A narrativa é sobre um dia na vida dessas três mulheres, portanto abordando épocas e contextos sociais diferentes. Contudo, as três histórias vão sendo apresentadas não de maneira sequencial, mas entremeando cenas do dia de cada uma. Assim, desde o início o filme pode gerar uma certa perplexidade, uma sensação de desconexão das três narrativas e dificuldade de compreensão no espectador que talvez procure encontrar paralelos, pontos de convergência e similitude entre as três mulheres. O estilo literário de Virginia Woolf, de narração “em fluxo de consciência”, é preservado no livro de Cunningham e no filme de Daldry, cada cena buscando captar os pensamentos das três personagens.

 

As cenas do suicídio de Virginia Woolf abrem o filme, em conformidade com o prólogo do livro de Cunningham que procura descrever pormenorizadamente o trágico final da escritora e a carta de despedida repleta de gratidão que ela deixa ao marido.

 

A seguir, no livro e no filme, seguem-se alternadamente cenas de Virginia, Laura e Clarissa, iniciando-se pela manhã, cada qual com o seu desjejum.

 

Para efeito de discussão, cada personagem é apresentado individualmente de início a fim de sua trajetória na história.

 

Virginia está em Richmond, subúrbio de Londres, em 1923, escrevendo os primeiros parágrafos de seu romance “Mrs. Dalloway”, sobre uma mulher que prepara uma festa. Desde garota, Virginia vem sofrendo de períodos de alteração de humor, depressão, alucinações auditivas e cefaléia. Em seu histórico, há tentativas de suicídio, internações em hospitais, relação conflituosa com os médicos. Sua pulsão de vida reside essencialmente em sua atividade de escritora. Sua saúde é motivo de preocupação constante de seu marido, editor e também escritor. Para ele, Virginia é extraordinária e sua obra ficará para a posteridade. Levou-a para um subúrbio londrino na tentativa de proporcionar-lhe uma vida mais tranquila e insiste de modo particularmente intenso para que ela se alimente adequadamente. Virginia tem um cômodo próprio, com o que o marido procura enfim, criar uma atmosfera propícia ao trabalho da escritora, que via as mulheres ao longo da história como sem um espaço próprio no lar, submissas ao marido e ao resto da família, como que de plantão na casa, para servir os demais. Contudo, pelo menos nessa fase narrada no filme, a vida é desprovida de alegria, de emoções, monótona, exceto pela implicância de Virginia com a sua cozinheira. Há porém os preparativos para uma recepção. Haverá a visita de Vanessa, irmã de Virginia, que chega acompanhada por seus filhos, dois adolescentes mal-educados e uma menina curiosa com a personalidade da tia. A visita termina prematuramente e Virginia despede-se de Vanessa com um beijo na boca, que parece surpreender a ambas. Curiosamente, no livro que Virginia escreve, a personagem Clarissa Dalloway tem como primeiro amor uma garota com personalidade similar à de Vanessa.

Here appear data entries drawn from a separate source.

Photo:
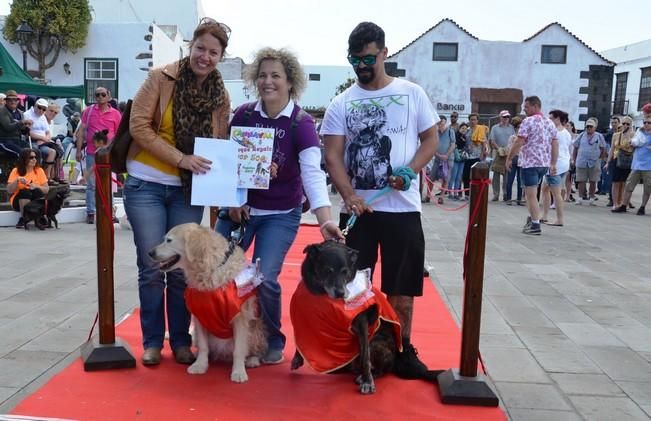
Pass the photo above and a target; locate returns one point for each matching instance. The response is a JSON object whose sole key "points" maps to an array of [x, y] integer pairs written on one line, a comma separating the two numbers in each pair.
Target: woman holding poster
{"points": [[274, 214], [178, 102]]}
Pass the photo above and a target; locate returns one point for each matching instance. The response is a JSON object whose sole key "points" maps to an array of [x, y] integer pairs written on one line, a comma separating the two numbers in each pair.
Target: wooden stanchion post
{"points": [[108, 352], [465, 386]]}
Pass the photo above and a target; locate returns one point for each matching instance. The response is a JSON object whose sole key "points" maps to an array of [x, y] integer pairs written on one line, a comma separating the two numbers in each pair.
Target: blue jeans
{"points": [[153, 209], [513, 174], [455, 177], [606, 182], [90, 185], [273, 235]]}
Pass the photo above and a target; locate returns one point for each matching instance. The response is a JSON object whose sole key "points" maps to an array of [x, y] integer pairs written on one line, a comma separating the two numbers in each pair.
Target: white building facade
{"points": [[632, 80], [462, 73], [125, 40]]}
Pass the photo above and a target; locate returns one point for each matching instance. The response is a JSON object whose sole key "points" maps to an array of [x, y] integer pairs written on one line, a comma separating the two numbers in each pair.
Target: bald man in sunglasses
{"points": [[97, 117]]}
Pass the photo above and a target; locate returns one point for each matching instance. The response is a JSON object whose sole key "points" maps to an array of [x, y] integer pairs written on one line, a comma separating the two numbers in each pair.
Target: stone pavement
{"points": [[566, 320]]}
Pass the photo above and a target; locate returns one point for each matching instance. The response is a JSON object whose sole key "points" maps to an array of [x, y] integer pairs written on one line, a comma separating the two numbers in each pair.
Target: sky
{"points": [[317, 31]]}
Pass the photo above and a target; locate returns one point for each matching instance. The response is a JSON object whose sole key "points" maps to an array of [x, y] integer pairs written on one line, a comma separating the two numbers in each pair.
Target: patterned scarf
{"points": [[192, 112]]}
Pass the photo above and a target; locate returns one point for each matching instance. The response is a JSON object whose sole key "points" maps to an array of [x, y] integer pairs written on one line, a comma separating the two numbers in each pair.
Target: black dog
{"points": [[326, 270], [54, 206], [43, 211], [35, 211]]}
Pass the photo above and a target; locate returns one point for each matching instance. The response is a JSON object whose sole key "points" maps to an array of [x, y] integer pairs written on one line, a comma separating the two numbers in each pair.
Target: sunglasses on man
{"points": [[368, 60]]}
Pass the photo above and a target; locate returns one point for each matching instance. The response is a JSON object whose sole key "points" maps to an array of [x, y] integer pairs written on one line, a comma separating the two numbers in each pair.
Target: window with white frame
{"points": [[100, 72], [445, 51], [554, 54]]}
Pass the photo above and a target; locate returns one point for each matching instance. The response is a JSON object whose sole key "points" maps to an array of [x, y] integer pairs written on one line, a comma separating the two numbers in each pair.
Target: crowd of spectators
{"points": [[590, 164]]}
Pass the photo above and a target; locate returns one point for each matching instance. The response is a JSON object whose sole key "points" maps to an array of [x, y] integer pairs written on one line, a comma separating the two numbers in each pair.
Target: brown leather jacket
{"points": [[148, 107]]}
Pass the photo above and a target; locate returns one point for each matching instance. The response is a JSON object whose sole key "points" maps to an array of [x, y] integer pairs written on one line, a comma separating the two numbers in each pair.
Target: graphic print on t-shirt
{"points": [[369, 123]]}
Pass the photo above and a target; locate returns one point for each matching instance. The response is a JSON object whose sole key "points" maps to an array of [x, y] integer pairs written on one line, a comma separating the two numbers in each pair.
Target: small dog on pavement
{"points": [[342, 322], [220, 295]]}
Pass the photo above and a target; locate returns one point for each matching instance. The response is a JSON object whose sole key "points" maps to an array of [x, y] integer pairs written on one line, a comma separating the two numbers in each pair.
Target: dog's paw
{"points": [[198, 367], [367, 388], [252, 362], [297, 362], [239, 377]]}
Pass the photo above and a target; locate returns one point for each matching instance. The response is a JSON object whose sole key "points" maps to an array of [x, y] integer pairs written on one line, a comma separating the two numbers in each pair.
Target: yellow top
{"points": [[166, 132], [479, 133]]}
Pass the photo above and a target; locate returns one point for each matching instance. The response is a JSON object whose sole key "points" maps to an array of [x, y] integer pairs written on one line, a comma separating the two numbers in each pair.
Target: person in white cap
{"points": [[589, 149], [499, 141]]}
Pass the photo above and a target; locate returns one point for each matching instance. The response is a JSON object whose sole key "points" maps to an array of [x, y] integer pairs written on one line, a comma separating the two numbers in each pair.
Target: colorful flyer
{"points": [[254, 154]]}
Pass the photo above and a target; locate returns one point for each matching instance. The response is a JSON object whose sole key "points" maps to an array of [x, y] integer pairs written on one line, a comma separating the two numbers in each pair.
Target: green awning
{"points": [[12, 76]]}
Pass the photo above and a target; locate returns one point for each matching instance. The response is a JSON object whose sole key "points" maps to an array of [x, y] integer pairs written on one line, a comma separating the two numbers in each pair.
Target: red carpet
{"points": [[167, 392]]}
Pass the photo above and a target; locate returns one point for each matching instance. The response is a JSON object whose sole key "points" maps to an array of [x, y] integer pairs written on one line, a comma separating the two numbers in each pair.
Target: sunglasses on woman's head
{"points": [[211, 21]]}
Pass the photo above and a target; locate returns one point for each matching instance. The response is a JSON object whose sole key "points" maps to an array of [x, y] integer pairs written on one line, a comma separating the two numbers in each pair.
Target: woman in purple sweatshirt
{"points": [[273, 216]]}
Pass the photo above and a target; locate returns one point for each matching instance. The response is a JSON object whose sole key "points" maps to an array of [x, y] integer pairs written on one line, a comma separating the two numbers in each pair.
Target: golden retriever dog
{"points": [[220, 294]]}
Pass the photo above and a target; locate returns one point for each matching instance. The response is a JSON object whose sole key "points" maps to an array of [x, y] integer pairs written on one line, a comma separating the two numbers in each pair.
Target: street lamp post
{"points": [[24, 34]]}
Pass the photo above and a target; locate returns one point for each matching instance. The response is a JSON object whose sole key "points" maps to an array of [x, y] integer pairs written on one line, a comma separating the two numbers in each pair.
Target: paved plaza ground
{"points": [[566, 320]]}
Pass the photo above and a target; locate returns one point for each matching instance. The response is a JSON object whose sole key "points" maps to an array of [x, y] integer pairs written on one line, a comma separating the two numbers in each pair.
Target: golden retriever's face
{"points": [[169, 253], [200, 252]]}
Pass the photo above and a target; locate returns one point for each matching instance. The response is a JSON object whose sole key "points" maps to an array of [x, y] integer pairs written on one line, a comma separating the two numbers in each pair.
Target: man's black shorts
{"points": [[402, 248]]}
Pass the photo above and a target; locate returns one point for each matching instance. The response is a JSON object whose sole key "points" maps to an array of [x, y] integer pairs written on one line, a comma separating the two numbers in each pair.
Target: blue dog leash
{"points": [[407, 175]]}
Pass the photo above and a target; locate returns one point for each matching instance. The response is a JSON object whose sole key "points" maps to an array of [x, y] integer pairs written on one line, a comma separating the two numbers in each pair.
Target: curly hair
{"points": [[295, 73]]}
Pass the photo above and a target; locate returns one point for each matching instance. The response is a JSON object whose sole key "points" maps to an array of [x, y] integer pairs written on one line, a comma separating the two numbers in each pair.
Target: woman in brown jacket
{"points": [[176, 103]]}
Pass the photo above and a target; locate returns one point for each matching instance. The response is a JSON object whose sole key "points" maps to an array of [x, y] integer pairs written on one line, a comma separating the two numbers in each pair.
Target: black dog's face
{"points": [[328, 267], [55, 204]]}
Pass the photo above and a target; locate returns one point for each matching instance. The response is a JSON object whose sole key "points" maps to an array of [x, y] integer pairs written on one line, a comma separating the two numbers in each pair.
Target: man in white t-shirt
{"points": [[373, 130], [41, 136]]}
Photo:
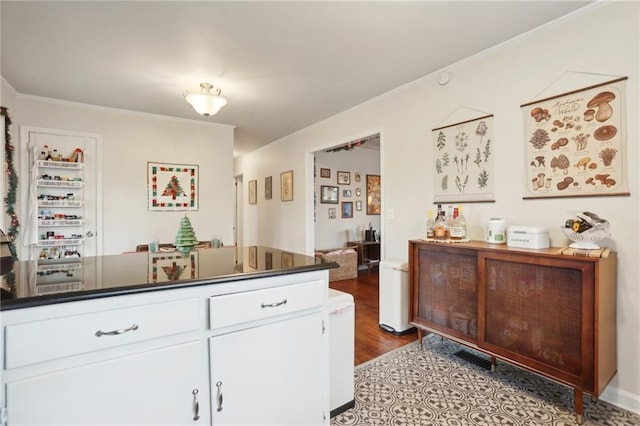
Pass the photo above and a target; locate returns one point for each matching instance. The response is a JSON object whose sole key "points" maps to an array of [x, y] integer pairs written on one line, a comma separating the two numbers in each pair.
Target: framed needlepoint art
{"points": [[172, 187]]}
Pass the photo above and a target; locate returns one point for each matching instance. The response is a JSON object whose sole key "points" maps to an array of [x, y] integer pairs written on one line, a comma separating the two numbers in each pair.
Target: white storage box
{"points": [[341, 351], [531, 237], [394, 297]]}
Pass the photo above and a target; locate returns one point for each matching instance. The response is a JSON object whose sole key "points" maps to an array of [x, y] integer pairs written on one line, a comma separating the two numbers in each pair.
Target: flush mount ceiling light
{"points": [[208, 102]]}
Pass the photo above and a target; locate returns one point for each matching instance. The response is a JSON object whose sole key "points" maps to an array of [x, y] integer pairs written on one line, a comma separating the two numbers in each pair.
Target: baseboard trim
{"points": [[623, 399], [342, 408]]}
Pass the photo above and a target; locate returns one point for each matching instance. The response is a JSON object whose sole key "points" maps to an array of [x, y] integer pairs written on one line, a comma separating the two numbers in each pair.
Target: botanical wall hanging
{"points": [[576, 143], [172, 186], [374, 195], [463, 161]]}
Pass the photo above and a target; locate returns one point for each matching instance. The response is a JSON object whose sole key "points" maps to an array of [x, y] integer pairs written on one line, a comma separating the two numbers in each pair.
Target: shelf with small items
{"points": [[66, 183], [59, 203], [46, 268], [60, 222], [74, 240], [59, 164], [58, 254]]}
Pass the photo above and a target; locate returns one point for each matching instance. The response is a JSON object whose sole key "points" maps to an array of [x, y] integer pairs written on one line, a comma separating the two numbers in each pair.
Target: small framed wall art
{"points": [[347, 209], [286, 186], [344, 178], [268, 188], [172, 186], [329, 194], [253, 192], [374, 198]]}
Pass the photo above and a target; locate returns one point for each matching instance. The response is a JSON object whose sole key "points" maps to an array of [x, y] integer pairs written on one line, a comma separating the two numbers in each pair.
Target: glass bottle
{"points": [[455, 229], [440, 230], [463, 222], [430, 224]]}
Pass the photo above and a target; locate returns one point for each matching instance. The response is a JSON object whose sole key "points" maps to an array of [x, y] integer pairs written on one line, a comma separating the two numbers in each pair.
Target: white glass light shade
{"points": [[205, 102]]}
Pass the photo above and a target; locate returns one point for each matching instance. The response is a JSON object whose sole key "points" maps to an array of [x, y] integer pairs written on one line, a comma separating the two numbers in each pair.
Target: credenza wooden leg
{"points": [[579, 396]]}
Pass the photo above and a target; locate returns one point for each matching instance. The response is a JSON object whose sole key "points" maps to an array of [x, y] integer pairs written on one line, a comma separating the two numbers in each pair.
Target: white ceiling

Posteriormente, Virginia decide voltar a morar em Londres e dirige-se à estação de trem sem avisar Leonard. Este contudo, percebe a situação e a surpreende na estação, convencendo-a a voltar para casa, mas cedendo à ideia de se mudarem novamente para Londres. Virginia continua a escrever o seu livro e um de seus impasses é a necessidade de matar um personagem, focando especialmente Clarissa Dalloway. Questionada por Leonard, ela replica que alguém deve morrer para que os outros valorizem mais a vida.

 

Sentimentos de deslocamento/”misfit”, asfixia, opressão? Busca em Londres novos ares, estímulos de pulsão de vida, alegrias, novas perspectivas.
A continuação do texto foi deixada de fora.